2. In order to partake worthily one must look to the future coming of Christ (1 Cor. 11:26).

a. The past has little meaning apart from the future. The plan of salvation connects the death of Christ with the return of Christ.

b. His death was for the purpose of giving us hope. In the future is found the personal meaning of Christ's death for me and for you.

C. Attitudes Connected With Proper Observance Of The Lord's Supper In The New Testament

1. Attitudes toward God.

a. Should commune prayerfully, thanking God.

(1) Jesus blessed it, thanked God for it (Matt. 26:26-27; Mark 14:22-23; Luke 22:17-19).

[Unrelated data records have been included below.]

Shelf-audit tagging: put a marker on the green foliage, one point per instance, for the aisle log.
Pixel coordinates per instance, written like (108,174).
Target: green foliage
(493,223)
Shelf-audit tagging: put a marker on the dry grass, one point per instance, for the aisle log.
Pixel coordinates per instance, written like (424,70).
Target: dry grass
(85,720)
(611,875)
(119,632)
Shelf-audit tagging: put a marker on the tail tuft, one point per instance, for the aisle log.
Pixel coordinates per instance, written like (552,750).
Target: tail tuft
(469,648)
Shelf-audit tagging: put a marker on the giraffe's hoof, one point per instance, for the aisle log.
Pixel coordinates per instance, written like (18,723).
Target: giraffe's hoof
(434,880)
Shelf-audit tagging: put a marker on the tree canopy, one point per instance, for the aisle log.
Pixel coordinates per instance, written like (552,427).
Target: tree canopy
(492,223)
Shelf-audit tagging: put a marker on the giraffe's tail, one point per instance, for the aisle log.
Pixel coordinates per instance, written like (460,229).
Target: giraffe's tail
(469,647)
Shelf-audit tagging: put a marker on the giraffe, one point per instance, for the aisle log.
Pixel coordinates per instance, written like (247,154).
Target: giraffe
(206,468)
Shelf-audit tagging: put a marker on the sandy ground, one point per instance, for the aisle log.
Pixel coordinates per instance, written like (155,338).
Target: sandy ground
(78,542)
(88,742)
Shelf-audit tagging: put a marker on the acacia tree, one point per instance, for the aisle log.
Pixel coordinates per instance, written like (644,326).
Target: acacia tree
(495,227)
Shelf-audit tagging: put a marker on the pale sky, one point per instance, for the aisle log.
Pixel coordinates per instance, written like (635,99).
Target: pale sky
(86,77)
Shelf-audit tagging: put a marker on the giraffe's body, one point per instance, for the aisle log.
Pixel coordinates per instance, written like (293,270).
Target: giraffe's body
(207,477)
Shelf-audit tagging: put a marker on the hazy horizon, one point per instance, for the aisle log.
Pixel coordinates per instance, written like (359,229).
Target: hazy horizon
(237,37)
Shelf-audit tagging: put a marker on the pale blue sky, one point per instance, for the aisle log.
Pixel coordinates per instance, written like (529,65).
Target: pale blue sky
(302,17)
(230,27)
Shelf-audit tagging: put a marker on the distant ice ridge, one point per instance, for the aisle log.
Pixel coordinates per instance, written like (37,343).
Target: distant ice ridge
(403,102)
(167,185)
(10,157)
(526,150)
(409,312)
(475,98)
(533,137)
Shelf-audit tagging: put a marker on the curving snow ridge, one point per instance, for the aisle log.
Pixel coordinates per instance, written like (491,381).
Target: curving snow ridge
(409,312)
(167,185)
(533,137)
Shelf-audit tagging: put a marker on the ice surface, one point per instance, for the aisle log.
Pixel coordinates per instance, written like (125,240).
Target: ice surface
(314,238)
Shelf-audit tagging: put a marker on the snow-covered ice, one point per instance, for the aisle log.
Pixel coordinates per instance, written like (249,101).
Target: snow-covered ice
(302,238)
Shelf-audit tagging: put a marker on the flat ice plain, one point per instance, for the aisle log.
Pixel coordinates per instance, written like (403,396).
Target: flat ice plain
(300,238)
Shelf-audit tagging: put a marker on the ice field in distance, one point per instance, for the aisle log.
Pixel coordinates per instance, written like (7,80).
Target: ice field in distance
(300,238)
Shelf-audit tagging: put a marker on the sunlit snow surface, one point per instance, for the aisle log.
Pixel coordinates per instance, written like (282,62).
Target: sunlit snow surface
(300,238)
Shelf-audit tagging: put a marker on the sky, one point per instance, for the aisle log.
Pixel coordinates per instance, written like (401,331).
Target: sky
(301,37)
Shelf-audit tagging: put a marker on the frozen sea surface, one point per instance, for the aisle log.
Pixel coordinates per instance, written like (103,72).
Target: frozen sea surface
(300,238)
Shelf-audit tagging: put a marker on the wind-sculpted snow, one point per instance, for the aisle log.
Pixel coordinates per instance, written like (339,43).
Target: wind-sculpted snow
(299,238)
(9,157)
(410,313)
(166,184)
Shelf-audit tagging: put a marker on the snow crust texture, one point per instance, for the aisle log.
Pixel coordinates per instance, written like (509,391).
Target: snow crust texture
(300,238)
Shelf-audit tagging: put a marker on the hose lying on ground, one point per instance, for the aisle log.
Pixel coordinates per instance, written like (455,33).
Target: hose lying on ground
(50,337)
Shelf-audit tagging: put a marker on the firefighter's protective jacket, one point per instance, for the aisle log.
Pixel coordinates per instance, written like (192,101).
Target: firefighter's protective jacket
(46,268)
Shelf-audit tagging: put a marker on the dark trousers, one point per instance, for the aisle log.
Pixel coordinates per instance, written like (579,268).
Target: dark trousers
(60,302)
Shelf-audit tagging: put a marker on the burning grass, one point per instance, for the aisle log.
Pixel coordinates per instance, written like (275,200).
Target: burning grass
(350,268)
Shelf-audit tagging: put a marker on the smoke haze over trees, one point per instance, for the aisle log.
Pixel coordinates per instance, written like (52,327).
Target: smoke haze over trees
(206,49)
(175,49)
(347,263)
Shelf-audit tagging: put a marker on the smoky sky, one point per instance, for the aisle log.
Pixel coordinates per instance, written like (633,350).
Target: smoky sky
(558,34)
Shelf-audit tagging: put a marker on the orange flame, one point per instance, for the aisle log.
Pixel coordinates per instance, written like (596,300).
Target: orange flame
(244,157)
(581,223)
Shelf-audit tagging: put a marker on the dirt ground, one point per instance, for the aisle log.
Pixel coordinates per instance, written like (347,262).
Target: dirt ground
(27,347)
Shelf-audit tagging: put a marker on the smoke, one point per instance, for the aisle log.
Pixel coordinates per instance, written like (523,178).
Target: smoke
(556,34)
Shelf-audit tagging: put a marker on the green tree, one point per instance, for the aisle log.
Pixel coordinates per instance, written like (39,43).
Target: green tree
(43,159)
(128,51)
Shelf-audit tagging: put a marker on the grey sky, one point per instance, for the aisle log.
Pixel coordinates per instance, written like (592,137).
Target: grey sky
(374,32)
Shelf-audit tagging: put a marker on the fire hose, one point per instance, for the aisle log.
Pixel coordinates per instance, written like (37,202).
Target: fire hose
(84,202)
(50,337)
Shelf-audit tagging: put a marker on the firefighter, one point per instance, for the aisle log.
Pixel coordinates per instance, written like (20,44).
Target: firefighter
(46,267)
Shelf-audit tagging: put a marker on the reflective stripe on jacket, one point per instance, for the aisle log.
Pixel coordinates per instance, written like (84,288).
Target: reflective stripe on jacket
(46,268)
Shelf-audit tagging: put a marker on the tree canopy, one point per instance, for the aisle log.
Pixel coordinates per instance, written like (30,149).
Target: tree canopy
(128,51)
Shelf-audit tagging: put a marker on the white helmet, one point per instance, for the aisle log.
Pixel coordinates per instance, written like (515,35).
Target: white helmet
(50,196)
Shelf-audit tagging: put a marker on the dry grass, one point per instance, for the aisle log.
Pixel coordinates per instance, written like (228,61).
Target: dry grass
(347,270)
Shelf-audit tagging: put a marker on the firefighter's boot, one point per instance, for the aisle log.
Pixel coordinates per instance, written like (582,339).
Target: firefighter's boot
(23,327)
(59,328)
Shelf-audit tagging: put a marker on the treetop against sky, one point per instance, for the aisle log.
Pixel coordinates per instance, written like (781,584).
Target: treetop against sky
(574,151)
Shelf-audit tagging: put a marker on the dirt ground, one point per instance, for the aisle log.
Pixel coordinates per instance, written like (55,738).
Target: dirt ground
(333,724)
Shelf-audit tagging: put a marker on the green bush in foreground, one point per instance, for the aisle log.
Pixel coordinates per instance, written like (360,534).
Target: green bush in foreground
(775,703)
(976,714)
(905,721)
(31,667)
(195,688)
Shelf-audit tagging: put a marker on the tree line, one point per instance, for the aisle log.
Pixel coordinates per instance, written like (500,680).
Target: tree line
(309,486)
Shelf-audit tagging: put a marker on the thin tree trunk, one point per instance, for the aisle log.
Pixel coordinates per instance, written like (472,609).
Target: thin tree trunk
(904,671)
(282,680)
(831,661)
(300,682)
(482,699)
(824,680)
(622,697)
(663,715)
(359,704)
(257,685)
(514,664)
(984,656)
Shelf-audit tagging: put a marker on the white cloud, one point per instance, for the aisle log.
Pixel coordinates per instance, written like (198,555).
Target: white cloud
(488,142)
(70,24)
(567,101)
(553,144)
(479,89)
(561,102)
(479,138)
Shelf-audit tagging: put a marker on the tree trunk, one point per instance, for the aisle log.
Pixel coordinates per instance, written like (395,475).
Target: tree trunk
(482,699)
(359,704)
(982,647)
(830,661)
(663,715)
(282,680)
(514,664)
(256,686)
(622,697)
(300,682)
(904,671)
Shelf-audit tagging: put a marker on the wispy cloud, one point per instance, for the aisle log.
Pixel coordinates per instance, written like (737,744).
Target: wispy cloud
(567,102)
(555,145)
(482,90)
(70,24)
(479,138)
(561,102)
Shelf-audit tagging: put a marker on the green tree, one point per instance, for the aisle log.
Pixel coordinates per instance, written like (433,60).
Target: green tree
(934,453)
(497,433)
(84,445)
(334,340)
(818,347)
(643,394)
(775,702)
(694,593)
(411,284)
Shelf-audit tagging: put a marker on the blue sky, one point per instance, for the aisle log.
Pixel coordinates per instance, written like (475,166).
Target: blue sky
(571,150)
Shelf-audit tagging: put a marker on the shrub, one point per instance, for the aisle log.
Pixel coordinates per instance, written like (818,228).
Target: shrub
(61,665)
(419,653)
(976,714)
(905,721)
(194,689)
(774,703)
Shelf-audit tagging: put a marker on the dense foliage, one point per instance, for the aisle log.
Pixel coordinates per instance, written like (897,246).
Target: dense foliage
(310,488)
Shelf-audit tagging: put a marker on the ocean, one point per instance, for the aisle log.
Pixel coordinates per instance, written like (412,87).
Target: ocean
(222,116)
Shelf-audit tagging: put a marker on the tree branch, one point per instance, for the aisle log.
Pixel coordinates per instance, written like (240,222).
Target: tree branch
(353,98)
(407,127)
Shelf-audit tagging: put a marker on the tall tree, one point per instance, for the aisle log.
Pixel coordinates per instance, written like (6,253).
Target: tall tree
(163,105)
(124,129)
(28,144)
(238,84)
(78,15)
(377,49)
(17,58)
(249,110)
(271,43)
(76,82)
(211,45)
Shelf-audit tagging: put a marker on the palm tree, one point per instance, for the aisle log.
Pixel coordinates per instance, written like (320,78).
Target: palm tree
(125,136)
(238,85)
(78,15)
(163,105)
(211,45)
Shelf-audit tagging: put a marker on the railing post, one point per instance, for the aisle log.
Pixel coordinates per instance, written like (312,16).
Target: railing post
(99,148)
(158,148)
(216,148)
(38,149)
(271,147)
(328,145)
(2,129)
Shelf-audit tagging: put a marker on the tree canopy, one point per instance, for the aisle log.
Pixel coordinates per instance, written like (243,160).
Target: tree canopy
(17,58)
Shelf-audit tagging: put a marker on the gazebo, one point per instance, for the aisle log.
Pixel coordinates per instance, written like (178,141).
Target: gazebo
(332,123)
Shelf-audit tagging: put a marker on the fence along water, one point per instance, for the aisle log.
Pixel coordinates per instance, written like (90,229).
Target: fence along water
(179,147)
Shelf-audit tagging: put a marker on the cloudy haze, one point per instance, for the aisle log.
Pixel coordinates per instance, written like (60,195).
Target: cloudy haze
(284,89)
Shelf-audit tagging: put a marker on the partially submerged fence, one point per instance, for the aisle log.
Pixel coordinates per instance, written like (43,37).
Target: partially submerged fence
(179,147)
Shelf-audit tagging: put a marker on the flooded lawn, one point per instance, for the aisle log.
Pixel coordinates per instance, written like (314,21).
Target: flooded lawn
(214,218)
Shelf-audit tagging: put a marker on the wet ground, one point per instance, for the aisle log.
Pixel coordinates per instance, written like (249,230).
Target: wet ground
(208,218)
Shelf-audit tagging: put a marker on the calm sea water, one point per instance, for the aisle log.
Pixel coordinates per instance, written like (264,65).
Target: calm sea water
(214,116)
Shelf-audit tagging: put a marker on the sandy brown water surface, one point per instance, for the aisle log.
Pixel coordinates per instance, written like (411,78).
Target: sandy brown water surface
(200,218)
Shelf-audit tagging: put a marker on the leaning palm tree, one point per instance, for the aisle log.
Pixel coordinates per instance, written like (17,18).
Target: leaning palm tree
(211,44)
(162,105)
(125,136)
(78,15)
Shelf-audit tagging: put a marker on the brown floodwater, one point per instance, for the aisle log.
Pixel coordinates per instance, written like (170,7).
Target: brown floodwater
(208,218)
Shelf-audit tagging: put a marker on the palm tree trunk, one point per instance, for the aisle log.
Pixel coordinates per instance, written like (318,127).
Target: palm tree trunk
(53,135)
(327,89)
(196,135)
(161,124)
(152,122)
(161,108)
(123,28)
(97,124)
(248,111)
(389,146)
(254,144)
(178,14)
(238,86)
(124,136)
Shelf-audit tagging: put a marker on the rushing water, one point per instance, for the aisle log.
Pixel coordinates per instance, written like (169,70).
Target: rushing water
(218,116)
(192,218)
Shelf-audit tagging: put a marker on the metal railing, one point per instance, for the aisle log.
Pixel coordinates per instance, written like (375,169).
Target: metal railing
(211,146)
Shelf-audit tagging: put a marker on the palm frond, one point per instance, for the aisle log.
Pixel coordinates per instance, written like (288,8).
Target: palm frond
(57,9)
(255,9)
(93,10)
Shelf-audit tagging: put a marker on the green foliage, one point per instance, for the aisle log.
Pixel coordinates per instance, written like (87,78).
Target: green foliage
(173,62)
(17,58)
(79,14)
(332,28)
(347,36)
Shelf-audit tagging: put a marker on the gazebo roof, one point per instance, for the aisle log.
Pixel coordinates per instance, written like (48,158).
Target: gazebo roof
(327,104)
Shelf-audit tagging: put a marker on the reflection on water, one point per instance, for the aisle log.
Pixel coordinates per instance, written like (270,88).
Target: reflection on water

(2) This ordinarily should not include long prayers around the table concerning other items of faith or practice.

b. Should partake with a view toward communing with Deity.

(1) Jesus' relationship with disciples strengthened in partaking (I Cor. 11: 10:16).

(2) Our relationship made closer by communion. Attitudes toward the Brethren

a. In fellowship without divisions (I Cor. 11:18-34).

b. Not shaming others to prefer ourselves and tarrying one for another (I Cor. 11:22-33).

c. Paul clearly indicates that one cannot properly observe the Lord's Supper while fostering hatred and a divisive spirit in his heart.

d. Love stands behind the Lord's actions for us. We are remembering those actions of Love. We must love one another.

3. Attitudes toward Self

a. Should personally examine self as to manner of partaking (I Cor. 11: 28).

b. Should personally examine self as to consistency in life and personal dedication to the Lord (1 Cor. 10:21).

4. Attitudes toward the Supper

a. Should observe steadfastly and continually (Acts 2:42).

b. Should observe purposely (they came together for that purpose, among others) (Acts 20: 7).

Should not observe with gluttony and drunkenness or make of it a common meal (I Cor. 11:21-22, 34).

D. Some - Suggested Helps In Observing Worthily

1. To keep the mind properly centered on the Supper you might wish to read one of the Bible accounts of the institution of the Supper or of the crucifixion.

2. You might wish to engage in silent prayer of thanksgiving for Christ's sacrifices for you and petition that your life might be conformed more to his image. I would not allow my prayer, however, to wander from the memorial.

3. You might prefer to read the words of some of the excellent songs in the hymn books which connect with or relate to these events.

4. We will all certainly not want to allow noises or movements in the house to interrupt our concentration. Do not turn around and look back or around. It might nullify the meaning of the Supper to you or me.

E. Punishments For Observing "Unworthily"

1. The Christian who partakes unworthily "shall be guilty of the body and blood of the Lord"; that is, guilty of profaning, degrading, and affronting the serious significance of the sacrifice made by Christ, taking lightly his death and its meaning.

2. The Christian who partakes unworthily "eateth and drinketh damnation." To partake unworthily is sin by which one may be condemned.